Around 60% of renters were asked to pay higher rent in the last year, up from 50% in November and 45% a year ago, research has found.

According to Generation Rent, who surveyed 1,021 supporters, around 20% of all private renters were asked to pay an additional £100 or more a month, up from 12% in November.

Two third of people facing rises of £100 or more are already paying that amount, with 15% negotiating it down and 10% moving out.

Around 90% of people facing rises of £50 or less successfully negotiated the rent increase down.

Why are rents rising?

When asked for the reasoning for the rent increase, the most common reason was higher market rents at 17%, an increase from 16% in November. Around 12% of renters said that their rent had increased due to higher mortgage payments, which is up from 4% in November.

Cost of living and inflation was also a prominent reason cited by 11% of private renters.
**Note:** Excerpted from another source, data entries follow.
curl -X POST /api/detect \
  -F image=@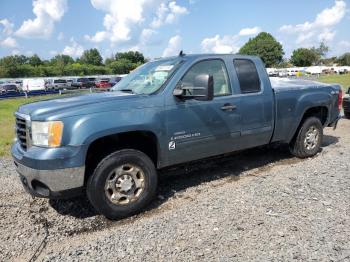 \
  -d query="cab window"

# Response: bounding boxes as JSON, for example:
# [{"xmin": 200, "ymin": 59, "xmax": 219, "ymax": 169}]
[{"xmin": 181, "ymin": 59, "xmax": 231, "ymax": 96}]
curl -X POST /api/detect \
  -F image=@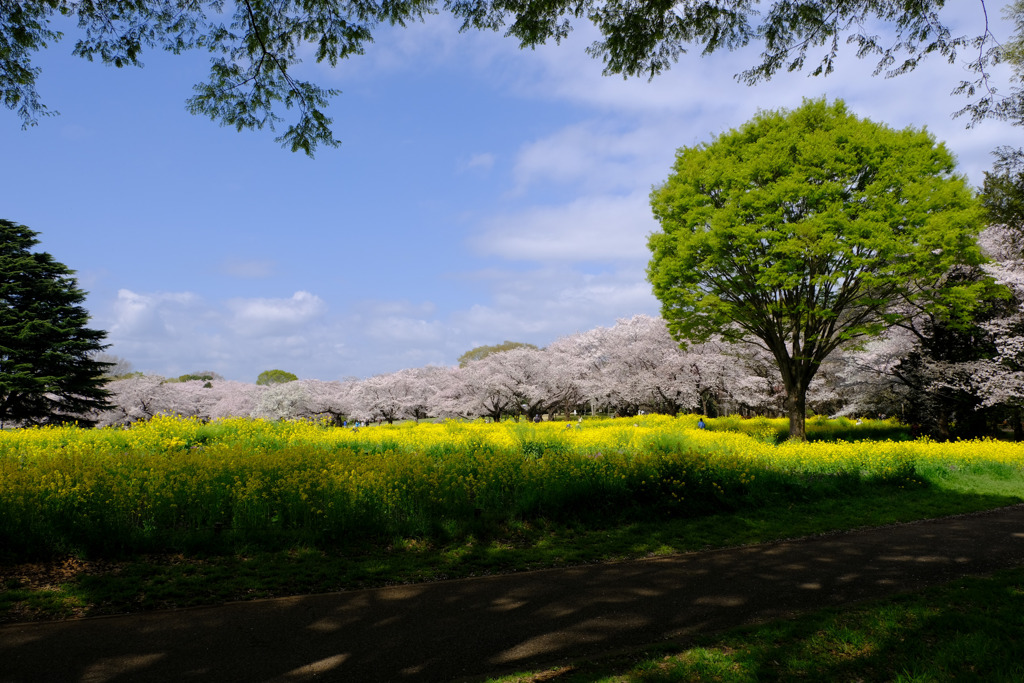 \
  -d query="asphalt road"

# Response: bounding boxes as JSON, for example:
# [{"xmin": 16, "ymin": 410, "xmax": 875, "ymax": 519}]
[{"xmin": 6, "ymin": 506, "xmax": 1024, "ymax": 683}]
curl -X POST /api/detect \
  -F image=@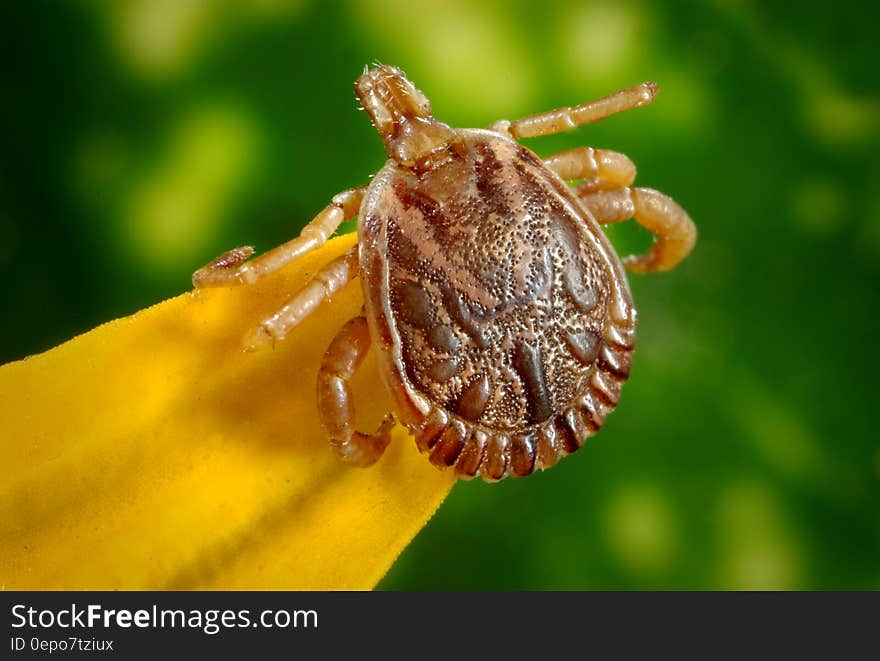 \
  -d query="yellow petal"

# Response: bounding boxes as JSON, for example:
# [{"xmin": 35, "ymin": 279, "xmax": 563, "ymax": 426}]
[{"xmin": 0, "ymin": 236, "xmax": 453, "ymax": 589}]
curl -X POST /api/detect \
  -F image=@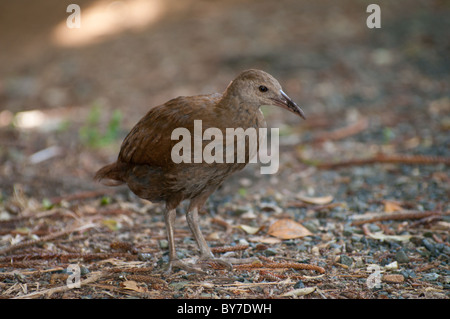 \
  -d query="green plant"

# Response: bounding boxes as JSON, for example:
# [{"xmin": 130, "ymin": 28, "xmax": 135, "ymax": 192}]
[{"xmin": 79, "ymin": 103, "xmax": 122, "ymax": 147}]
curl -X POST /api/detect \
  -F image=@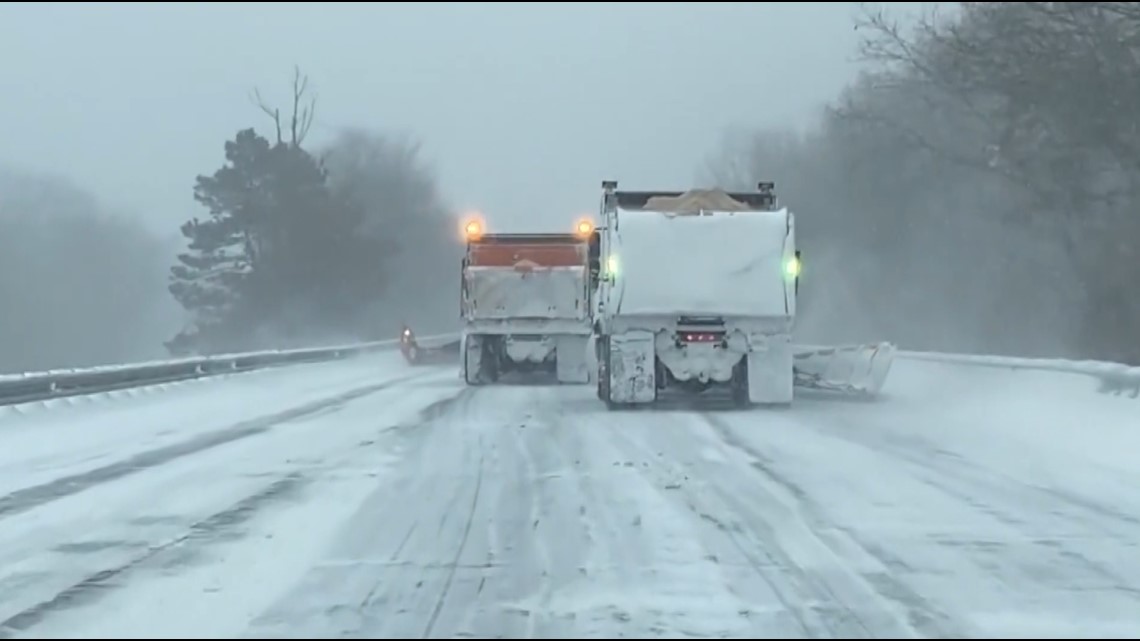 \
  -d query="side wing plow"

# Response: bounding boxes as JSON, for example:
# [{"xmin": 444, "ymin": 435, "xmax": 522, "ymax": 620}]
[
  {"xmin": 400, "ymin": 327, "xmax": 459, "ymax": 365},
  {"xmin": 793, "ymin": 342, "xmax": 897, "ymax": 398}
]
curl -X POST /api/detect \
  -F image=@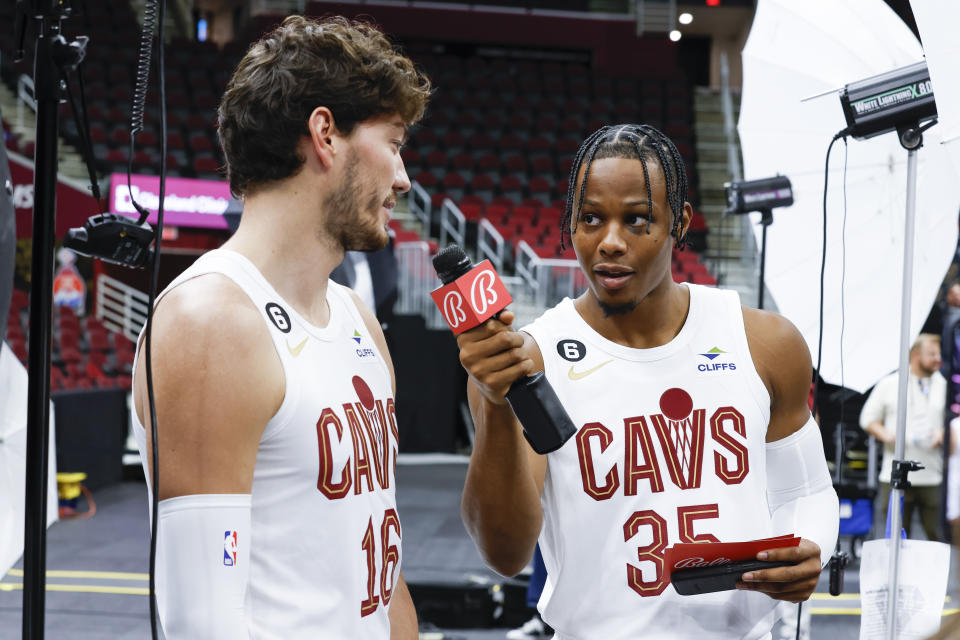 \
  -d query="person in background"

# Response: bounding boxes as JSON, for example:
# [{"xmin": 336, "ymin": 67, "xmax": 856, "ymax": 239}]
[
  {"xmin": 132, "ymin": 16, "xmax": 430, "ymax": 640},
  {"xmin": 860, "ymin": 333, "xmax": 947, "ymax": 540},
  {"xmin": 457, "ymin": 124, "xmax": 839, "ymax": 640}
]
This is up from 7% in November.

Generation Rent said based on UK Finance and Bank of England figures around 14% of private tenancies are “vulnerable to unsustainable increases in mortgage rates”.

It said this was equivalent to around 800,000 households and meant “interest rates are less of a factor in setting rents than wider market forces”.

The report added that 20% of private renters had been forced to move in the past year, up from 14% in 2022.

Around 12% were given a formal Section 21 notice and 5% were asked to leave without a formal notice.

Mass viewings, bidding wars and photo ID on the rise

The firm said that mass viewings were up from 9% five years ago to 39% in the past year and bidding wars were now more prominent at 21%. The latter is up from 3% pre-2018.

Offering CV photos has also become more common, going from 9% pre-2018 to 22% now.

Tenants are also being asked to sign longer tenancies, offer multiple months’ rent up front and being asked for a guarantor.

Generation Rent is calling on the government to abolish Section 21 evictions and to make it easier for tenants to challenge rent rises. It is also calling for Local Housing Allowances to be relinked with market rents and build more homes.

Govt needs to put tenants first

Ben Twomey, chief executive of Generation Rent, said: “A cost of renting crisis is forcing tenants to bear the worst of the economic turmoil right now. While many mortgage holders have yet to see their monthly payments increase, most private renters have already faced a rent hike this past year.

“So far only a minority of landlords have been affected so badly by rising rates that they are passing them on to tenants. But the rising cost of rent is a much wider problem caused by the failure to build enough homes where people want to live, and the ability of landlords to raise rents regardless of what their tenant can afford.”

He continued: “The Government’s response to this needs to put tenants first: prevent unaffordable rent increases, and protect tenants in their homes if their landlord needs to sell. Tenants relying on benefits need their housing support raised to cover what rents actually cost, and, to meet demand, we need a massive programme of building, particularly of social housing.”